Business Link West Midlands has begun its recruitment of the new advisers it claims it needs after sending more than 20 of its existing consultants home on gardening leave.

The support organisation said earlier this month that 21 of its advisers were facing the axe because they did not measure up to tough new standards recommended following a review by the Institute of Directors.

Adverts inviting applications for the new posts are offering salaries of circa £35,000 plus benefits with the package under review.

Business Link has stipulated that the new recruits will have to understand and identify client business requirements, propose solutions and present recommendations together with a clear action plan for the improvement of the businesses in question.

Additionally, they will “inspire” clients and help them make the right choices for their business. They will also identify training opportunities and highlight funding streams with a view to having a “real impact on the performance of the client”.

The candidates have to be educated to degree level and have undertaken a senior management role previously or run their own business. They also have to be a strategic thinker and have a good insight into the business world.

Business Link revealed last week that the 21 advisers had been placed on 30-day gardening leave while a staff consultation was carried out.

The move stemmed from a review of the organisation carried out by the IoD which concluded that if Business Link was to serve the best interests of the West Midlands business community then it needed to improve its service offering.

Chief executive of Business Link West Midlands, Alison White, said the review had been carried out in the best long-term interests of not just Business Link, but the business community as a whole.

She said the organisation was now building for the future with the aim of becoming the best publicly-funded business support organisation in the country.

The IoD was called in last year after the various strands to the Midlands Business Link set-up were merged into one combined entity. However, the new organisation got off to a disastrous start and the SMEs it was set up to help shunned it instead.

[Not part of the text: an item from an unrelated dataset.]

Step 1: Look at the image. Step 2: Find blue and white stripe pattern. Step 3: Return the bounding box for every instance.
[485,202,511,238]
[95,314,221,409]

The organisation’s paymaster, regional development agency Advantage West Midlands, was forced to parachute in secondees at management level to try and make it work. In the past year Business Link has worked with the IoD to improve its offering and the move has been partially successful. It has attained a “quality mark” surpassing the national standards required by Department of Business Enterprise Regulatory Reform and the Learning and Skills Council.

The staff consultation ends on September 19.